Associazioni, organizzazioni, gruppi di cittadini diventano infatti fondamentali nell’interpretare i cambiamenti socio-economici e culturali del nostro Paese e nel proporre soluzioni ai problemi sociali. L’innovazione sociale consiste proprio in questo: nel realizzare pratiche e prodotti che incontrano le esigenze della società, ma ponendo l’accento su nuove modalità di interazione tra gli attori economici e sociali e sullo sviluppo di soluzioni tecnologiche alternative.
Se da una parte, però, l’attore pubblico arretra nel campo dell’attuazione delle iniziative di innovazione sociale, dall’altra la sua posizione rimane forte per quanto riguarda i finanziamenti. In base al Secondo Rapporto sull’Innovazione Sociale elaborato dal Ceriis (Centro di ricerche internazionali sull’innovazione sociale), infatti, gli attori pubblici (Ministeri, Province, Comuni e Regioni) sono stati negli ultimi due anni i primi investitori in questo settore.
Il rapporto, realizzato con il sostegno dell’Università Luiss Guido Carli e della Fondazione ItaliaCamp, prende in esame, negli anni 2014 e 2015, un totale di 33 bandi per iniziative di innovazione sociale. L’insieme dei fondi stanziati ammonta a oltre 39 milioni di euro (quasi 19 milioni del 2014 e 20 milioni nell’anno successivo). Ne risulta che il 47% dei bandi è stato stanziato da attori pubblici, il 29% da fondazioni e il 24% da attori privati.
Se però si considera l’effettivo ammontare dei finanziamenti suddivisi per le tre categorie di attori, emerge che oltre la metà dei finanziamenti (il 57%) è stato erogato dalle fondazioni, il 38% dal pubblico e solo il 5% da soggetti privati.
“In questo senso”, si legge nel rapporto, “i dati mostrano che, almeno in una prima fase, l’attore pubblico svolge ancora un ruolo primario, con la differenza che assume il ruolo di finanziatore e non più di attuatore. La distinzione tra finanziatore e attuatore serve a raggiungere una maggiore efficienza economica da parte delle organizzazioni che effettivamente erogano prodotti o servizi”.
Il rapporto del Ceriis mostra anche quali sono stati i principali ambiti di intervento. Più della metà dei bandi (65%) è stata dedicata al finanziamento di nuove imprese (start-up), mentre il 24% è stata rivolta a progetti che richiedono fondi per la crescita dell’iniziativa. La ricerca rappresenta solo l’1%.
I dati, inoltre, rilevano come l’assistenza sanitaria sia il settore maggiormente finanziato, seguito subito dopo dai servizi di welfare e dalla smart technology.
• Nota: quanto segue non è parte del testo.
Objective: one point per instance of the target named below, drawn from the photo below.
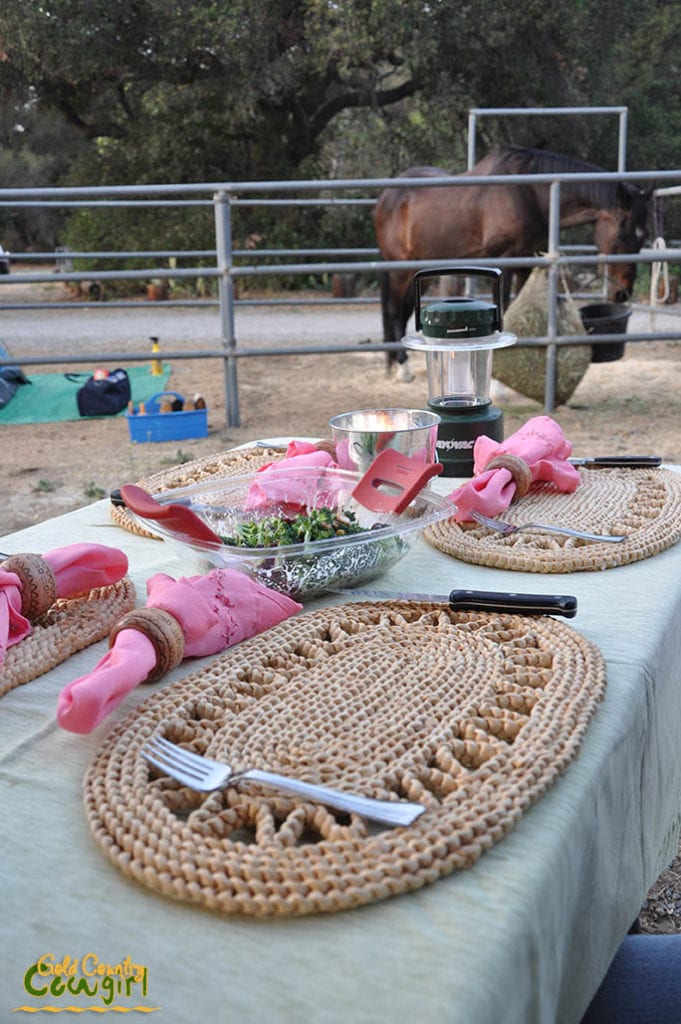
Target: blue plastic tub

In coda rimangono i progetti di sharing economy, sostenibilità ambientale, co-working e agricoltura.
In generale, l’innovazione sociale in Italia si caratterizza ancora come un fenomeno non omogeneo, che risente della mancanza di una politica organica. Sebbene il governo nazionale e le amministrazioni locali rappresentino importanti finanziatori, essi non svolgono ruoli particolarmente innovativi e, al contrario, “gli ostacoli normativi e burocratici sono una delle criticità che frenano l’innovazione sociale”. Le organizzazioni no-profit, invece, che costituiscono i principali attuatori dei progetti, sono spesso dotati di “strutture economico-finanziarie intrinsecamente deboli”, con la conseguenza, tra le altre, che molte iniziative hanno difficoltà a raggiungere visibilità presso il largo pubblico.